Facing the Flood: Assessing Metadata Quality on Washington’s Open Data Portal

Andrew Mckenna-Foster
Open Data Literacy
Published in
6 min readAug 25, 2019

Washington State’s open data portal (data.wa.gov) was launched around 2009 and is now one of the largest and more well-established state portals in the country. It currently contains over 800 datasets covering 14 categories. Any of the state’s 197 agencies can publish to the portal giving it a broad scope and making it a valuable resource for the state. However, there is no central quality control and while this laissez-faire system is likely a driver of the portal’s success, the consequence is a proliferation of poor-quality metadata. This has made finding the high-quality data more difficult and has reduced the reusability of datasets on the portal in general. The focus of my Open Data Literacy internship this summer was understanding the extent of the problem.

This dataset has some of the available metadata filled out.

Consider this scenario. If you lived in Washington State and wanted to see some data on water quality tests, you might decide to bypass a Google search and head straight to data.wa.gov. However, a search for “water tests” will return over 500 results, many of which are pdf documents concerning lead tests in school water systems. Those documents, while very important, barely meet the first star of the five stars of open data. As savvy as you are, you filter the results to just datasets and get four results, one of which shows lead test data for all schools in the state. Not exactly what you started looking for but still interesting. Closer inspection shows that the metadata for that dataset is partially complete with a short description, the name of the owner, and the date updated. Those metadata are enough to convey what the data are about but there are still key pieces of information missing, such as how frequently the data are updated, what license the data are published under, and what each column in the dataset means (the data dictionary). These gaps might mean you still need to contact the dataset owner to get more information before using the data. As it turns out, despite missing those metadata elements, this dataset is one of the higher quality datasets available on data.wa.gov.

Data.wa.gov is not alone in its metadata problems; quality issues are a global problem in open government data portals.
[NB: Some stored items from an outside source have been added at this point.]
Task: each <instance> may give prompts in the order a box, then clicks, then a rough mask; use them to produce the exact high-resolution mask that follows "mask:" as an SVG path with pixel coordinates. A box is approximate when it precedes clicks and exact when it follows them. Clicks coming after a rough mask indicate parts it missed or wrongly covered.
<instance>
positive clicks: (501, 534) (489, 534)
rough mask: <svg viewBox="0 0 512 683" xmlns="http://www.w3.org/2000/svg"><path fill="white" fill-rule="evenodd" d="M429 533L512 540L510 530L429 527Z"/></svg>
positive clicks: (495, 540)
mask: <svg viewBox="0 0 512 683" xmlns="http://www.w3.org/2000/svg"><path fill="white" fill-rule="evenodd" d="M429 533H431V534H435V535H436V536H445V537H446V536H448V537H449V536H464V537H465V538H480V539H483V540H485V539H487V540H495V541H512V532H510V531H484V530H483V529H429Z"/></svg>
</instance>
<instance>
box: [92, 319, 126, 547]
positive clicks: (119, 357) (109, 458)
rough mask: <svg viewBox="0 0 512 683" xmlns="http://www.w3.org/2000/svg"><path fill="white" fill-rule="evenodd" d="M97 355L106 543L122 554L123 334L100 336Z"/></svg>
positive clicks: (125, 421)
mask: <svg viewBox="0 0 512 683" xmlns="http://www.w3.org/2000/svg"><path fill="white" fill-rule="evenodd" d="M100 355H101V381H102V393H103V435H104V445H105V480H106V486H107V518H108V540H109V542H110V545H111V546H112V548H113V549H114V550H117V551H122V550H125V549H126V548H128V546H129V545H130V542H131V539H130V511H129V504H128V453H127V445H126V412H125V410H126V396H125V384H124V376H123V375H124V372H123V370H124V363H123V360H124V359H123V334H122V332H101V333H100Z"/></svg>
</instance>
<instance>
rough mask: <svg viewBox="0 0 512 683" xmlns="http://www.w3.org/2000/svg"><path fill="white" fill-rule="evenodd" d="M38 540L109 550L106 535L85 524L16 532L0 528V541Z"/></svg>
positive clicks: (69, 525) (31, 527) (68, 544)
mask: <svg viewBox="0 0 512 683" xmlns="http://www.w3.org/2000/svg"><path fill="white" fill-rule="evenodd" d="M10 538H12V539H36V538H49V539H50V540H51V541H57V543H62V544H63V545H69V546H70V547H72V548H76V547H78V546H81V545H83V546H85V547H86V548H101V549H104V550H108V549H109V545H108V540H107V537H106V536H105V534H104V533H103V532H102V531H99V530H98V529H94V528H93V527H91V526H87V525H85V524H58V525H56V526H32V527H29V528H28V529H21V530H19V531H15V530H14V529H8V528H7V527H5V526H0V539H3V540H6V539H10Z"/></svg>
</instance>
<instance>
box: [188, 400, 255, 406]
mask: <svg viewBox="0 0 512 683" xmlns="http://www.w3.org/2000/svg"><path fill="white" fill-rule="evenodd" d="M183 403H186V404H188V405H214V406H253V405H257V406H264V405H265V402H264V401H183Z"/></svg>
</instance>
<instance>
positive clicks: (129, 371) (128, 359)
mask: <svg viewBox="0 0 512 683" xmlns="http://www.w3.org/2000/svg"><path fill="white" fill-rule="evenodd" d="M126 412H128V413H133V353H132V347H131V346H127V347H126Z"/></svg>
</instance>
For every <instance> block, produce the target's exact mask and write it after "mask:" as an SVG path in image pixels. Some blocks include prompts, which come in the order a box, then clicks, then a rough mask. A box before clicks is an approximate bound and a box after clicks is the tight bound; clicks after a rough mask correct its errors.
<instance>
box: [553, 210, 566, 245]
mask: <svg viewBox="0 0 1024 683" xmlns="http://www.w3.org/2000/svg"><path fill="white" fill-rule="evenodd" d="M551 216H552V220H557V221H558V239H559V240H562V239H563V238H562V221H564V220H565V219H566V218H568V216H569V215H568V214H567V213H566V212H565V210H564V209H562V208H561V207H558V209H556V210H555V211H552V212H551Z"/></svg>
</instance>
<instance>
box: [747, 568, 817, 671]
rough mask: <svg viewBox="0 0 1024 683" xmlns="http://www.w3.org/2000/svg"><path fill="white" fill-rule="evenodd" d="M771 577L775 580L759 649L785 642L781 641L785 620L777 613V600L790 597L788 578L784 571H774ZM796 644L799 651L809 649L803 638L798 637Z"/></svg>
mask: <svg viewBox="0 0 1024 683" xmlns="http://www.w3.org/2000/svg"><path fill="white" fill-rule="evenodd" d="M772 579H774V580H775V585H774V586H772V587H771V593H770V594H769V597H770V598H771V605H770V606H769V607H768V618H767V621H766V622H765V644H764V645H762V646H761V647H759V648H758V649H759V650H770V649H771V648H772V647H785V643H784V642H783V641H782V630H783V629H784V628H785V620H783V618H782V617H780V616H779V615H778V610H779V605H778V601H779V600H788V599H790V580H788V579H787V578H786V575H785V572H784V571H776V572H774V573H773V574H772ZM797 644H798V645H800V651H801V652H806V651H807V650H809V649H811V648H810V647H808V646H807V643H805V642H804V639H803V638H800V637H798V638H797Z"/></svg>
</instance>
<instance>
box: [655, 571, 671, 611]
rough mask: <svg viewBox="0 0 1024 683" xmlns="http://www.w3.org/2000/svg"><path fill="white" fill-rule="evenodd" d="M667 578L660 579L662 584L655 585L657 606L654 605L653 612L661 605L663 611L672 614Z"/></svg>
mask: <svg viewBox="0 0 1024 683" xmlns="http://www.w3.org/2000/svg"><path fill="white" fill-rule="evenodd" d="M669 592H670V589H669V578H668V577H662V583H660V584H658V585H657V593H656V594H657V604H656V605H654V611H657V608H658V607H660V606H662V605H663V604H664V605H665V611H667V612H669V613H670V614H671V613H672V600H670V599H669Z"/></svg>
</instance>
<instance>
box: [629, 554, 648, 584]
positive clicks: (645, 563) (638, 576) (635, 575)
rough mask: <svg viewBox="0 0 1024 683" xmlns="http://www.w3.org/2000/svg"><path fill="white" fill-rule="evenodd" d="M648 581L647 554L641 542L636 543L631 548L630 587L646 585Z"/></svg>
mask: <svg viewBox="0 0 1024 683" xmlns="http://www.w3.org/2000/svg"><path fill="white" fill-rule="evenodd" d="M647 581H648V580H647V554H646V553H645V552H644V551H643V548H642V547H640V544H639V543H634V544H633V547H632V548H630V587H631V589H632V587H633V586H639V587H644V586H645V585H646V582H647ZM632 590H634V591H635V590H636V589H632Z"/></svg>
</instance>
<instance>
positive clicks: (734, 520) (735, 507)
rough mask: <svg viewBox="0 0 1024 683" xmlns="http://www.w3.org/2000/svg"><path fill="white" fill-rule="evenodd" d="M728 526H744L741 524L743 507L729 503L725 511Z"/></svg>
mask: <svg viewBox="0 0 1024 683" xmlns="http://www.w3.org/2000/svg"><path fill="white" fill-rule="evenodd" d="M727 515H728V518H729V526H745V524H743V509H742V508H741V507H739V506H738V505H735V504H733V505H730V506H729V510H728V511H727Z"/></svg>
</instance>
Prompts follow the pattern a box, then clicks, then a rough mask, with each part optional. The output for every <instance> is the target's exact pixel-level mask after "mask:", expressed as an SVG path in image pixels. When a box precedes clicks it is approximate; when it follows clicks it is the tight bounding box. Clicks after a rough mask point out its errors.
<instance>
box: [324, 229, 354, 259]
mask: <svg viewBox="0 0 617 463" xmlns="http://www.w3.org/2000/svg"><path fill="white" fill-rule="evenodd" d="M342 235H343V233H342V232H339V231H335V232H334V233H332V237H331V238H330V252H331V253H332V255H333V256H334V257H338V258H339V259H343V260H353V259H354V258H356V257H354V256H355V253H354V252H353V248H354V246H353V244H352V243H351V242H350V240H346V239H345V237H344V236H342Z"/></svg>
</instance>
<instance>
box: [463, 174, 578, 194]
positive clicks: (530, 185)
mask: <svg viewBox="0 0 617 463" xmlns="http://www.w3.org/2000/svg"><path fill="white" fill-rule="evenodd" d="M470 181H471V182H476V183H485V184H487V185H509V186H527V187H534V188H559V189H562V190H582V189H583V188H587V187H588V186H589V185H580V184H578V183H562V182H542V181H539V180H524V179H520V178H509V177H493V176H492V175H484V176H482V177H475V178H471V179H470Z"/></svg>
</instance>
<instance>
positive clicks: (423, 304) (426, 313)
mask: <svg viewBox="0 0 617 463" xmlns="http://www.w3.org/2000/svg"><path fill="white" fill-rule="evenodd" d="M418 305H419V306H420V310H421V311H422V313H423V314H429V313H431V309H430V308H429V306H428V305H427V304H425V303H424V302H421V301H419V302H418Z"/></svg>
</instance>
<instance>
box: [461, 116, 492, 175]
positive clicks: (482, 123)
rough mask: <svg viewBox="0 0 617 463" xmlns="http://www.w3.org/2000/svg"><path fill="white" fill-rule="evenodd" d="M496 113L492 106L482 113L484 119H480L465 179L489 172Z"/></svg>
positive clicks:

In 2016, the portal software company Socrata, on which data.wa.gov is built, surveyed developers on their perceptions of open government data (OGD) and found that over half thought that metadata is inconsistent between datasets, data is not up to date, and data is not clean or accurate.

To address metadata quality issues on data.wa.gov, the WA Office of the Chief Information Officer (OCIO), which manages data.wa.gov, approached the Washington State Library (WSL) and the Open Data Literacy program for help. My internship this summer was the first step in a potential partnership between the OCIO and the WSL to curate data.wa.gov to make it more usable.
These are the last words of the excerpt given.